Ein anderer Fall betraf ausgerechnet einen anderen Offiziellen der FIDE bei dem Turnier: Honorary Vice President Ian Wilkinson, ein Rechtsanwalt und Queen's Councel, also Kronanwalt.

Ian Wilkinson

Die Digitaluhr funktionierte in einer späteren Partiephase der Partie von Wilkinson nicht richtig und ein Schiedsrichter musste diese abstellen und nachjustieren. Der Gegner von Wilkinson, ein Internationaler Meister, war am Zug und hatte ohnehin nur wenig Bedenkzeit. Wilkinson bat verständlicherweise den Gegner aufzustehen und während der Unterbrechung das Brett zu verlassen. Der weigerte sich und der um Hilfe gebetene Schiedsrichter sah keine Veranlassung einzugreifen.

Immerhin: Es gibt offensichtlich keine Bevorzugung von FIDE-Offiziellen bei dieser Turnierteilnahme.

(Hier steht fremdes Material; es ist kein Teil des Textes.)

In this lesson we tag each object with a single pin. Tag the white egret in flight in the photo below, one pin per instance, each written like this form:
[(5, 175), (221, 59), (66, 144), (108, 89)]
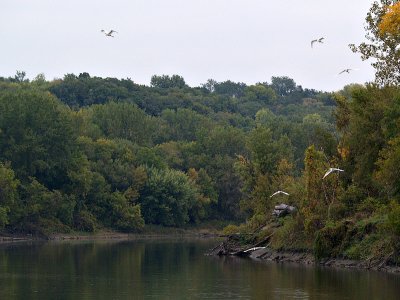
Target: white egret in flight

Attraktivität der Seniorenweltmeisterschaft

Die FIDE hat bei der Seniorenweltmeisterschaft den Preisfonds massiv erhöht und dadurch dem Turnier in der Spitze einen qualitativen Aufschwung beschert. Allerdings war das Turnier anfangs in der rumänischen Provinz geplant und wegen der schlechten Erreichbarkeit völlig unattraktiv. Später entschieden die Organisatoren, dass Turnier in Bukarest stattfinden zu lassen. Alle Turnierteilnehmer kamen im Spielhotel unter. Das war Fluch und Segen zugleich. Viele Teilnehmer wären gerne in einer belebteren Gegend untergebracht gewesen. Fast 14 Tage in einem Mittelklasse-Hotel jeden Tag sein Essen am Buffet zu bekommen, ist ebenfalls nicht jedermanns Geschmack.

In Assisi (Italien) 2020 wird es vermutlich kein gemeinsames Spielhotel geben und die Teilnehmer können dann über die Qualität des Hotels wieder selber entscheiden. Ob man Vollpension buchen will oder, ob man abends verschiedene Restaurants ausprobieren will, sollte ebenfalls jeder selbst entscheiden dürfen.

Bei der Siegerehrung hat Ian Wilkinson in einer frischen Rede weitere Verbesserungen bei den Seniorenweltmeisterschaften angekündigt.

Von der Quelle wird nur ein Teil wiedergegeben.